Royal Newcastle Hospital: the passing of an icon.

Autor: Duggan JM; Princeton Medical Centre, 60 Lindsay Street, Hamilton, NSW 2303, Australia. duggan@hunterlink.net.au, Hendry PI
Jazyk: angličtina
Zdroj: The Medical journal of Australia [Med J Aust] 2005 Dec 5-19; Vol. 183 (11-12), pp. 642-5.
DOI: 10.5694/j.1326-5377.2005.tb00065.x
Abstrakt: From the 1930s to the 1960s, Royal Newcastle Hospital was the centre for innovation in Australian health care. Many of the innovations were driven by a visionary medical superintendent, Chris McCaffrey, and the staff he appointed.

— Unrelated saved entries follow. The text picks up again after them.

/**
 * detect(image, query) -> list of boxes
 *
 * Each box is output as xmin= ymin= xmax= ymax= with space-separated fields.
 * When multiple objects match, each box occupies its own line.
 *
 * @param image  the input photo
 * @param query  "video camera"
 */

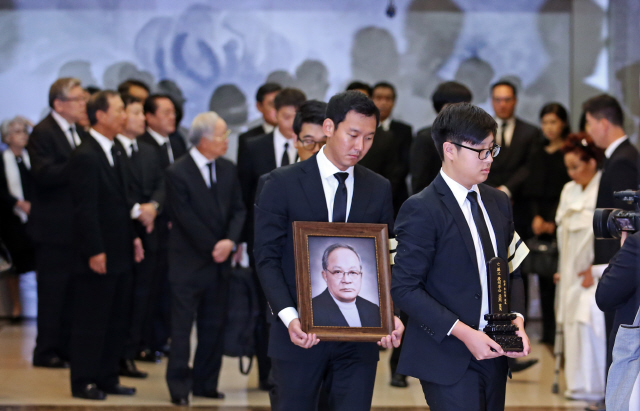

Among the reforms he introduced were: an overarching emphasis on efficiency; the appointment of salaried specialist staff, now widespread; the unit record system for medical records, now universal; a domiciliary care service, now established in most of Australia; and an emphasis on audit and quality studies, now largely abandoned in the form pioneered in Newcastle. These innovations were vigorously opposed by organised medicine and barely tolerated by the health bureaucracy. They are unlikely to be replicated in the current environment where hospitals are run by managers in a culture dominated by budgetary considerations.